I look up at Ignacio, a look of concern on his handsome face that barely even registers. It’s no longer my job to worry about him and how he’s feeling, not that I’ve spent much effort on it since he popped back into my life in the first place.

“What?”

“Are you ready to leave?”

“There are more people,” I say, despite my whole internal tirade about how much I hate being here right now.

“Fuck those people,” he says. “I don’t care about them.”

Don’t care much for me either.

“Where’s Alex?”

“Waiting in the truck. He doesn’t want to be here.”

And that’s all it takes. I may not have to worry about the man in front of me, but Alex will always be my concern. “Let’s go.”

Ignacio guides me out of the activity center, barely giving me enough time to nod at the minister. By the time we make it back to the house, I’m wishing we stayed to listen to all the shit spewing from people’s mouths.

The scene in front of me when I push open the front door is much worse than dealing with fake people.

Cooper, along with a man I don’t recognize, stand in the middle of the living room, my brother shooting daggers at me at the interruption.

“Buddy, why don’t you go to your room for a while, maybe get out of those nice clothes,” Ignacio urges, his eyes locked on Cooper.

I know Alex wants to argue, wants to be here either to protect me or not wanting to miss whatever family drama is about to unfold.

“Hi,” the stranger says with his hand out stretched as he steps closer to me.

Ignacio repositions himself making it very clear to the man that he doesn’t have permission to touch me. He drops his hand, lips spreading into a thin line.

“I was just talking to your husband—”

“Brother,” I correct, watching the man’s face fall even further.

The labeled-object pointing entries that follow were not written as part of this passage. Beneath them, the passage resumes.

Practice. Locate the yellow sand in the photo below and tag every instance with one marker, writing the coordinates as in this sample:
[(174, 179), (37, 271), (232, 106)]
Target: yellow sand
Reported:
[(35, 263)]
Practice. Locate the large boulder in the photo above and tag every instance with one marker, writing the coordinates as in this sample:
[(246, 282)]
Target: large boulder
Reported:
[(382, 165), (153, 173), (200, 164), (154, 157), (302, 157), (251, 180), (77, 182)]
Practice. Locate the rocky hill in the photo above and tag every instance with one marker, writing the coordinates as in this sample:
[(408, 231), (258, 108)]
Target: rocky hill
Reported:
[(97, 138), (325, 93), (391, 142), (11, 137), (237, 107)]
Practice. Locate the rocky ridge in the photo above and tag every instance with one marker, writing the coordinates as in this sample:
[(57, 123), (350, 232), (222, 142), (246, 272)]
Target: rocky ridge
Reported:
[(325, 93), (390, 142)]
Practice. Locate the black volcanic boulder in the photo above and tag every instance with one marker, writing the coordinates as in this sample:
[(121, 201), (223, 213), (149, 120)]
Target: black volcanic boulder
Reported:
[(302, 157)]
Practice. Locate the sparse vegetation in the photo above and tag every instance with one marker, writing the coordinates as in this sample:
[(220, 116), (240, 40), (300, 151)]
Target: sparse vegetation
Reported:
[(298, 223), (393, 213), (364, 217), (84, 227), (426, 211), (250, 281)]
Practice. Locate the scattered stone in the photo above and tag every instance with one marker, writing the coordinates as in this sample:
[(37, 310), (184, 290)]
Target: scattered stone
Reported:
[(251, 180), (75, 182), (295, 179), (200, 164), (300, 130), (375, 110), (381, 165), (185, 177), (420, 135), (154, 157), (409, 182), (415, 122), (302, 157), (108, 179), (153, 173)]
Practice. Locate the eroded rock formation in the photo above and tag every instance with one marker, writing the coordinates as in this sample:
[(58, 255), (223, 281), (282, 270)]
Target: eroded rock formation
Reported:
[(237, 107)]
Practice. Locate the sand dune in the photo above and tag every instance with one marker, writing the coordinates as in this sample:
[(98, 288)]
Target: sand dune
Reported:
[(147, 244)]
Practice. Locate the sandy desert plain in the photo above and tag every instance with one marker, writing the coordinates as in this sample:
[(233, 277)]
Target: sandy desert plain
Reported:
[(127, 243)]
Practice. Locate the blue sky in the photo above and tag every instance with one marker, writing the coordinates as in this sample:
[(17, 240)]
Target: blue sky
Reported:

I glare at Cooper for the lie he told the man. It’s not the first time he’s said some fucked-up shit like that to someone, using the fact that we still have the same last name to manipulate a situation. Usually it’s on a credit application, but this is an all-time low.

“I’m Manny Fitzgerald with Graham Realty.”

“Brooke Holland’s estate hasn’t even been settled,” Ignacio begins. “I think you being here is a little premature.”

Cooper growls, somehow maintaining most of his composure in front of the new man. Houses down here are a hard sell as it is. Finding someone willing to take a look in mere days is a miracle in and of itself.

“No,” I say, putting my hand on Ignacio’s back and urging him to the side. “I think getting a look now is best.”